2.5 Gestão de Entregáveis
Controla:
Versões
Revisões
Publicações
Log de alterações
Armazenamento em CDE (Common Data Environment)
Fluxo de aprovação
Esse processo garante rastreabilidade e confiabilidade documental.
3. Aplicações Técnicas do Gerenciamento BIM na AECO
3.1 Compatibilização Avançada
Os modelos federados permitem detecção de interferências com extrema precisão, reduzindo drasticamente retrabalhos e erros que custariam caro na fase de obra.
3.2 Quantificação e Orçamentação Automatizada
Com modelos padronizados:
Quantidades extraídas diretamente do modelo
Menor margem de erro
Orçamentos mais precisos
Curva ABC de materiais
Planejamento financeiro baseado em informação real
É uma das áreas de maior impacto econômico do BIM.
3.3 Planejamento 4D
Integra o modelo 3D ao cronograma (MS Project / Primavera), permitindo:
Simulação de obra
Sequenciamento visual
Identificação de gargalos
Planejamento logístico
Análises comparativas de cenários
A obra deixa de ser abstrata e passa a ser visualizada de forma dinâmica.
3.4 Planejamento 5D
Une o 4D com os custos.
Assim, cada etapa do cronograma tem um custo associado e pode ser simulada financeiramente.
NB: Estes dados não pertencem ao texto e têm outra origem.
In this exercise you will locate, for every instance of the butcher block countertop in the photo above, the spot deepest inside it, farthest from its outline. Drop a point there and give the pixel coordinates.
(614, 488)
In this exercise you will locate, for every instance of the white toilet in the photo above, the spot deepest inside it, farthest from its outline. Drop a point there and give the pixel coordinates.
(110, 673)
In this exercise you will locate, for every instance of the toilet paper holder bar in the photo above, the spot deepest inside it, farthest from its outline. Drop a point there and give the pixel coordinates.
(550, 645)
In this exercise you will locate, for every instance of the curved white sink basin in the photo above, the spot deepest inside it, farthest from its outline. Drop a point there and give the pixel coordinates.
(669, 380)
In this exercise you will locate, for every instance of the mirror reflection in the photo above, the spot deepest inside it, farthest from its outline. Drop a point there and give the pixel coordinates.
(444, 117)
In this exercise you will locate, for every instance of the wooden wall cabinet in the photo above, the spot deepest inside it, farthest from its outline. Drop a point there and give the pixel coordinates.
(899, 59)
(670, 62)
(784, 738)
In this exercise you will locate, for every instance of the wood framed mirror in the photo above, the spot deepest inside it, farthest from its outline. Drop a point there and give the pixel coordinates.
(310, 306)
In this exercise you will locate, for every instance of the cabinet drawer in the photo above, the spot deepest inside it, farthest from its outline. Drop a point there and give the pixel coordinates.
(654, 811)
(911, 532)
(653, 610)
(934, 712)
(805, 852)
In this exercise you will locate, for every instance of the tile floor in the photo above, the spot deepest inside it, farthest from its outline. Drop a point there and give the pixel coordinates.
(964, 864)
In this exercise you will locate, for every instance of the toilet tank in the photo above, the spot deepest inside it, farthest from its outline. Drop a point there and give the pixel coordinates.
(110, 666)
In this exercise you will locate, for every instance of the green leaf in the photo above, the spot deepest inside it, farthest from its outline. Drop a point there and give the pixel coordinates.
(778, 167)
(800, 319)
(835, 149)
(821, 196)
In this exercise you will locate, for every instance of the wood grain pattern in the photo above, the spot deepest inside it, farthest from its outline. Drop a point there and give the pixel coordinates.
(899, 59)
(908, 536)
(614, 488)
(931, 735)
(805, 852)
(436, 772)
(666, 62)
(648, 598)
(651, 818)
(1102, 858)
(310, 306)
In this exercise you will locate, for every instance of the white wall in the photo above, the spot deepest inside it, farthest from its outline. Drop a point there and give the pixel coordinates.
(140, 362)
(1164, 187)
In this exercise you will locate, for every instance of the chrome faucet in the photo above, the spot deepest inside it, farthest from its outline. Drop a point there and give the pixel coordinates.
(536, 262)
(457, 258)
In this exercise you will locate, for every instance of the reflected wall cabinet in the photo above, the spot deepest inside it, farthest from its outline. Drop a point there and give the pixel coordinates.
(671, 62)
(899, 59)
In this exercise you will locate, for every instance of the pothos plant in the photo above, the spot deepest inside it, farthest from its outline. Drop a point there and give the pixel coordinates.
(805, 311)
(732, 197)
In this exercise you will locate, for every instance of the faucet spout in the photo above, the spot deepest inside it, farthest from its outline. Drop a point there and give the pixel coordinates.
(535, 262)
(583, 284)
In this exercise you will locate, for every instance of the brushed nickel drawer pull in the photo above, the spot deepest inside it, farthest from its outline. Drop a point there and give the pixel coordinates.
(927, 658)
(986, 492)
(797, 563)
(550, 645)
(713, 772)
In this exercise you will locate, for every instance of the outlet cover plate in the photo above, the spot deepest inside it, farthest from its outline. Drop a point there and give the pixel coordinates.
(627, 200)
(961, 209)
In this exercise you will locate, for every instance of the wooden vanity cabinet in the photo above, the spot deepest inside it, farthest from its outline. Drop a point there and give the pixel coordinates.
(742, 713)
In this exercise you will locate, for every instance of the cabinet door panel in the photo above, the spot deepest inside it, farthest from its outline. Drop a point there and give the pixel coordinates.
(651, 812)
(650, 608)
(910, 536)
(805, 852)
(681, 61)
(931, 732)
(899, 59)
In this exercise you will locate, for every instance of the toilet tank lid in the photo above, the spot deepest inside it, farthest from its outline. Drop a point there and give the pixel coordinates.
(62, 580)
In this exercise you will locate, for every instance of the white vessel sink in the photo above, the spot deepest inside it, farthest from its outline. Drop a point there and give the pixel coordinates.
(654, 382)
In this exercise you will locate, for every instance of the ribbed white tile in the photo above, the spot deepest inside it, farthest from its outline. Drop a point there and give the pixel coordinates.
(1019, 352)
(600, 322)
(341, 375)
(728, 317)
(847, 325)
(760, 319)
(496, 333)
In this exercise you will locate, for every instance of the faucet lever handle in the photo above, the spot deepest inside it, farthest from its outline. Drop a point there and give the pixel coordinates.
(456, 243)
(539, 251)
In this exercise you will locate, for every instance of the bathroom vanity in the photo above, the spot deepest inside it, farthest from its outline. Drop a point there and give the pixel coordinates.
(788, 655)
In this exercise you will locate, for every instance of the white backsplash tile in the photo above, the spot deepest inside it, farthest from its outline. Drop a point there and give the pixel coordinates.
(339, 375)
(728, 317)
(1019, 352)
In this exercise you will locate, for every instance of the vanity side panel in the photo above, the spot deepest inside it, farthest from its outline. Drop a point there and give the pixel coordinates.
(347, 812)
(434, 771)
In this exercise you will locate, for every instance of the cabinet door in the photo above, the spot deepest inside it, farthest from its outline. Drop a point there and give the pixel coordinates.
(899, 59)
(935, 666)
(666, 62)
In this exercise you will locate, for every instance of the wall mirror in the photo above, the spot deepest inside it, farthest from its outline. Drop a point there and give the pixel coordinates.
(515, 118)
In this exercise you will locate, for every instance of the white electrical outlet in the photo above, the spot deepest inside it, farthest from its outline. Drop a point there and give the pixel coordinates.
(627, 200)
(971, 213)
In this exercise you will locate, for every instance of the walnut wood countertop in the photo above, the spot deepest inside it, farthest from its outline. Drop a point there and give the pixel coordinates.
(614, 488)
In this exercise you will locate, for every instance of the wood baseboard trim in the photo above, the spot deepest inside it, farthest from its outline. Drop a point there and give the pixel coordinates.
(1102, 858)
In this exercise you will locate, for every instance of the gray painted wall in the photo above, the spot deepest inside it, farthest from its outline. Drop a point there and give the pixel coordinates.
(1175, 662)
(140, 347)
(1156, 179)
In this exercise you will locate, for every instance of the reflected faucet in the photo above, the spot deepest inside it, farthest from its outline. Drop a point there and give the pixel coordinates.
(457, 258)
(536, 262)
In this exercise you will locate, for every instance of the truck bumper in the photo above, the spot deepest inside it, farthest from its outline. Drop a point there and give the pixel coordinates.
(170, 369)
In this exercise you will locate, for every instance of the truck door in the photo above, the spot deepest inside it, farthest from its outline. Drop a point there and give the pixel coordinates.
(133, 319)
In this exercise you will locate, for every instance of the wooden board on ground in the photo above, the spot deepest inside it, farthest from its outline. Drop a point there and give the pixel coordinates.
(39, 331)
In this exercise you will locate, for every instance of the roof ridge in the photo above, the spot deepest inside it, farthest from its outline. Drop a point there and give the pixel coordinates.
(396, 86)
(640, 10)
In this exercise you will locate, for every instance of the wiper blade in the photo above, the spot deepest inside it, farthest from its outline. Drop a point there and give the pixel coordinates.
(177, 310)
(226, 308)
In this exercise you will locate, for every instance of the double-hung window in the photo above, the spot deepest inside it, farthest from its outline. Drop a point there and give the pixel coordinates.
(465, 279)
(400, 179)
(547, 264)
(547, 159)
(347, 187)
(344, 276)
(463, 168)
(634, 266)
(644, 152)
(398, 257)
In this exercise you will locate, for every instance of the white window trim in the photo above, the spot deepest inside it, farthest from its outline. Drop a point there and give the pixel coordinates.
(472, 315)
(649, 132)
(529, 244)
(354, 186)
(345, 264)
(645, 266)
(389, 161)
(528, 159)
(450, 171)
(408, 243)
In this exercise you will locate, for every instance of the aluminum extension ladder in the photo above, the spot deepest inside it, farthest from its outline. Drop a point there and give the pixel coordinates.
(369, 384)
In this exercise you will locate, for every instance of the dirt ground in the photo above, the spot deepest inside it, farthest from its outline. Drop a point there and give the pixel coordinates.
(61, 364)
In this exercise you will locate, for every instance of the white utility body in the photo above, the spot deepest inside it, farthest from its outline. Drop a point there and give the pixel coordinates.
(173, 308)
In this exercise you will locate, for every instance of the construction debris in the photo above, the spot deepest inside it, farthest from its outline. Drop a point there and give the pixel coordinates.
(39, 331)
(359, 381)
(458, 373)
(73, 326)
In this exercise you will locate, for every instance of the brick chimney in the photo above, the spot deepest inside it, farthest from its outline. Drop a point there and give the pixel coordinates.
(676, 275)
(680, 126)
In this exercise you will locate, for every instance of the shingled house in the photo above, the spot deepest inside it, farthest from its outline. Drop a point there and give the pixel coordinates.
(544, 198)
3.5 Digital Twin e Operação (7D)
Ao final do processo, o Gerenciamento BIM prepara o modelo para uso na fase operacional:
Manual as built digital
Informações de ativos
Manutenção preditiva
Histórico de componentes
Integração com sistemas CAFM
É o modelo BIM chegando ao seu propósito máximo: gestão do ciclo de vida.
4. Papel do Gerente BIM
O Gerente BIM é o responsável por:
Criar e manter o BEP
Definir padrões técnicos
Liderar reuniões de coordenação
Validar modelos
Controlar versões e entregas
Centralizar a comunicação entre disciplinas
Assegurar conformidade com normas BIM
Administrar o ambiente comum de dados (CDE)
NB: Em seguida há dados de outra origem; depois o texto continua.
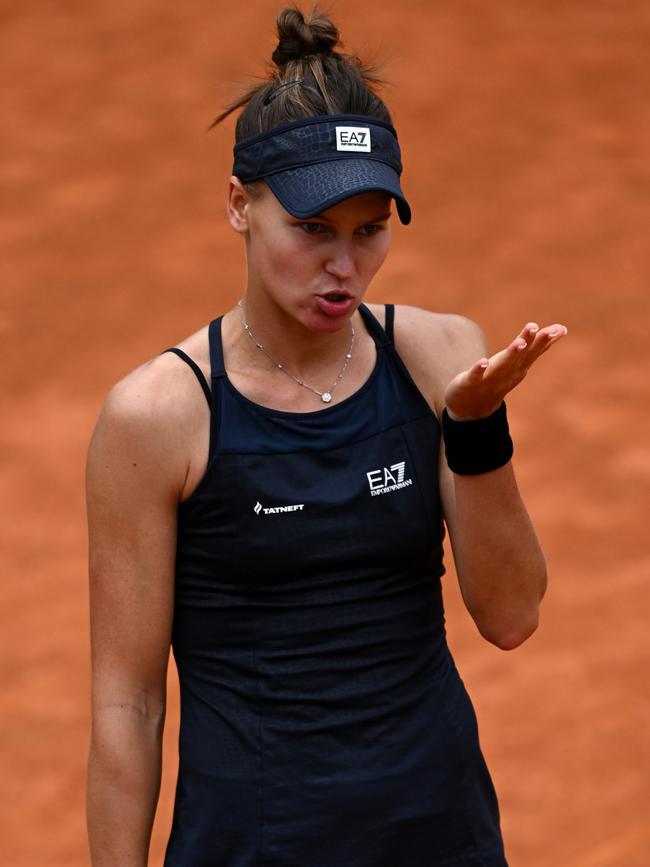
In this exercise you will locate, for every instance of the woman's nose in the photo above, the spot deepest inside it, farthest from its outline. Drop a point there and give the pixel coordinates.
(340, 262)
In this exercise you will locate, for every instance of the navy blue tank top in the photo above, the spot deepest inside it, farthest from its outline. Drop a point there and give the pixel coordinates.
(323, 721)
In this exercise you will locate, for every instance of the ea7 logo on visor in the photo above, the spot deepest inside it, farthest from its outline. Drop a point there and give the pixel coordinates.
(353, 138)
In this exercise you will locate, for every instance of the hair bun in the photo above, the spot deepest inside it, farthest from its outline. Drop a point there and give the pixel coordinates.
(299, 37)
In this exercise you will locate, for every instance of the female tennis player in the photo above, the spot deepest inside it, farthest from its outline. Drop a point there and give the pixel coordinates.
(269, 498)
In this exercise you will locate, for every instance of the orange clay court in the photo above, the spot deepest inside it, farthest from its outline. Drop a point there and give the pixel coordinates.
(525, 130)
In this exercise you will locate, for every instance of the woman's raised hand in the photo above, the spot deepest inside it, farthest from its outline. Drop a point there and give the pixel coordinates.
(478, 391)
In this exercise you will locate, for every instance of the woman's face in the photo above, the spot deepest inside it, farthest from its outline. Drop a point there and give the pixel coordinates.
(316, 270)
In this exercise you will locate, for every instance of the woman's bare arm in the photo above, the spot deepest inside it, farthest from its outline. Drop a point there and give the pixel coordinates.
(499, 561)
(135, 470)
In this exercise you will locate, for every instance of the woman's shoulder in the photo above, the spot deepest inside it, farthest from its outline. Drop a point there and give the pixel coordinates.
(422, 328)
(152, 407)
(435, 347)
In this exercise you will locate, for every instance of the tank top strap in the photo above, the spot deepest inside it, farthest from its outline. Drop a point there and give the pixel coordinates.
(390, 321)
(217, 366)
(197, 371)
(377, 333)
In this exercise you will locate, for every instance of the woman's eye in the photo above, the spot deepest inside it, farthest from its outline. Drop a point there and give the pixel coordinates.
(371, 229)
(311, 228)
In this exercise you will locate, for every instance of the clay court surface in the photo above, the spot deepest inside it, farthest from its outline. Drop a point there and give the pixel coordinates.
(525, 131)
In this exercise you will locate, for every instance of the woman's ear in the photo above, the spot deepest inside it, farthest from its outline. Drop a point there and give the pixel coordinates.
(237, 205)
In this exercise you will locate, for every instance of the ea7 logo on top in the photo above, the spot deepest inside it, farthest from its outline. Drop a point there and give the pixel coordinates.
(353, 138)
(388, 479)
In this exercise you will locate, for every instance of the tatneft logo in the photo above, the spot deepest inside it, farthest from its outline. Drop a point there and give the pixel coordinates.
(274, 510)
(388, 479)
(353, 138)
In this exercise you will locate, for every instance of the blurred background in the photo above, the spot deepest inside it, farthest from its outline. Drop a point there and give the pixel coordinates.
(525, 130)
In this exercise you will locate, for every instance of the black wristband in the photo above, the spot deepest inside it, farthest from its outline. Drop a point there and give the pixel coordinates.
(477, 445)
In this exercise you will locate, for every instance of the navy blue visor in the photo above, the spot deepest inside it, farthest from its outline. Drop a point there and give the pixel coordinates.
(314, 163)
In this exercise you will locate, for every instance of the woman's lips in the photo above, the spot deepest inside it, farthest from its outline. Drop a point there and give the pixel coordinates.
(335, 304)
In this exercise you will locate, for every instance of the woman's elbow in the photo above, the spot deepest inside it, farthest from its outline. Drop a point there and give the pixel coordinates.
(509, 636)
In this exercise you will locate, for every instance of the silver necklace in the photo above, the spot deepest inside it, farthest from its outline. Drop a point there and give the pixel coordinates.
(325, 396)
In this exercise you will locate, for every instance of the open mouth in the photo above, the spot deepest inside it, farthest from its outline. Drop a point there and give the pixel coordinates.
(335, 296)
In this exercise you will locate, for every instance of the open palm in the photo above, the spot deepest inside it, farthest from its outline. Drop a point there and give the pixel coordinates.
(478, 391)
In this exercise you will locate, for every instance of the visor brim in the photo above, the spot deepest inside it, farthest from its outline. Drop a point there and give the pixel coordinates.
(307, 191)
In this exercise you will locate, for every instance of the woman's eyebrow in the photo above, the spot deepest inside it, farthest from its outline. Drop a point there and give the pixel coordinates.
(379, 219)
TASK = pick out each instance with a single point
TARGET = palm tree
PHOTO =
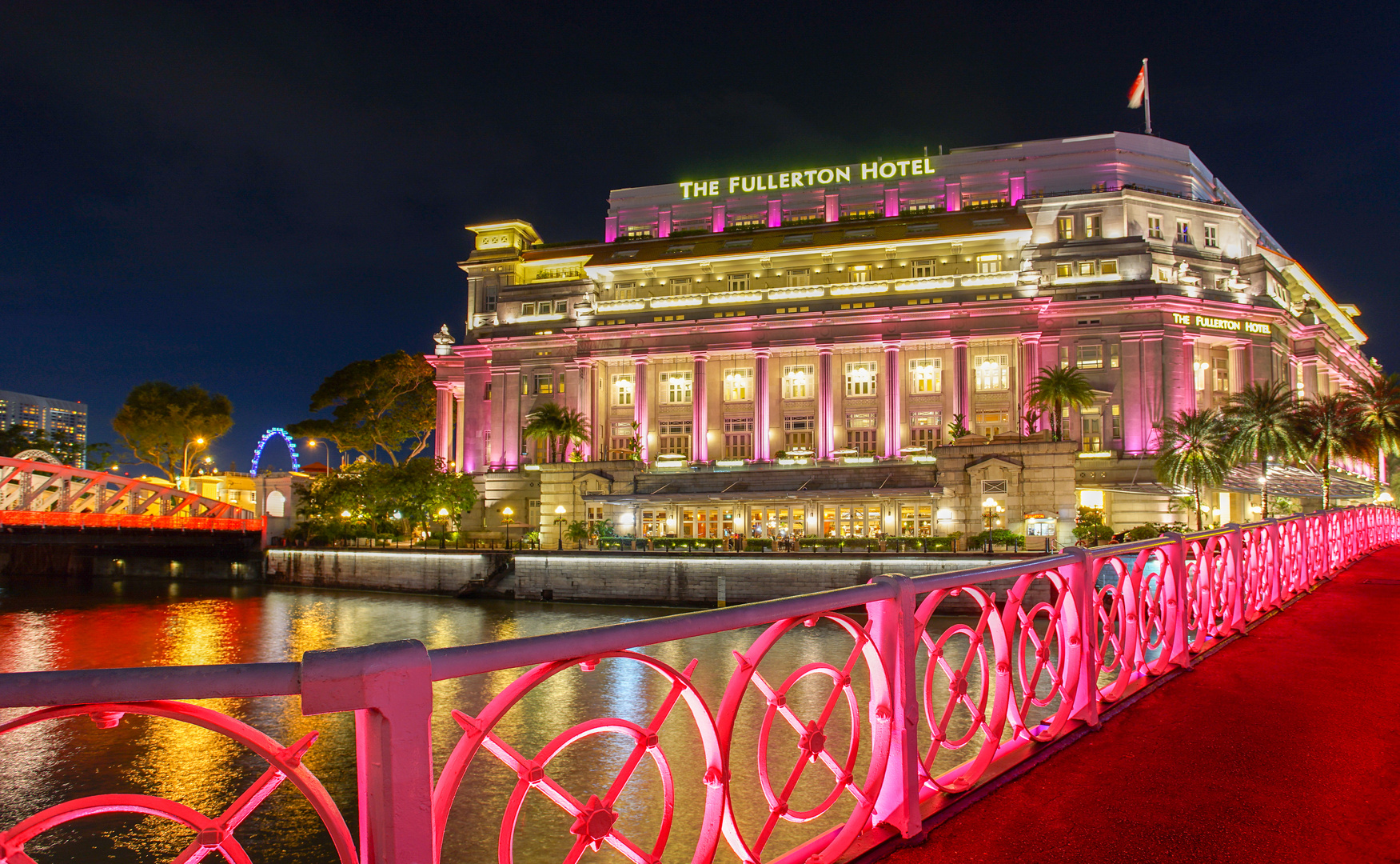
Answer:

Reportar riscos técnicos e interferências
É uma função de alta responsabilidade técnica e estratégica.
5. Benefícios Técnicos do Gerenciamento BIM
Redução de até 70% nos retrabalhos de projeto
Aumento da previsibilidade da obra
Redução de custos por erros de compatibilização
Maior desempenho no fluxo multidisciplinar
Modelos mais organizados e padronizados
Entregas técnicas alinhadas e auditáveis
Comunicação técnica mais eficiente
Base sólida para 4D, 5D e Digital Twin
Em projetos complexos, sem Gerenciamento BIM, o BIM não se sustenta.
Conclusão
O Gerenciamento BIM é a espinha dorsal que mantém os processos digitais funcionando com eficiência, coerência e previsibilidade.
Ele transforma o BIM de uma simples modelagem 3D em uma estrutura estratégica de gestão, capaz de reduzir riscos, elevar a qualidade e potencializar resultados em todas as fases do empreendimento.
Para empresas, escritórios e projetos que buscam excelência, o Gerenciamento BIM não é apenas um diferencial — é essencial.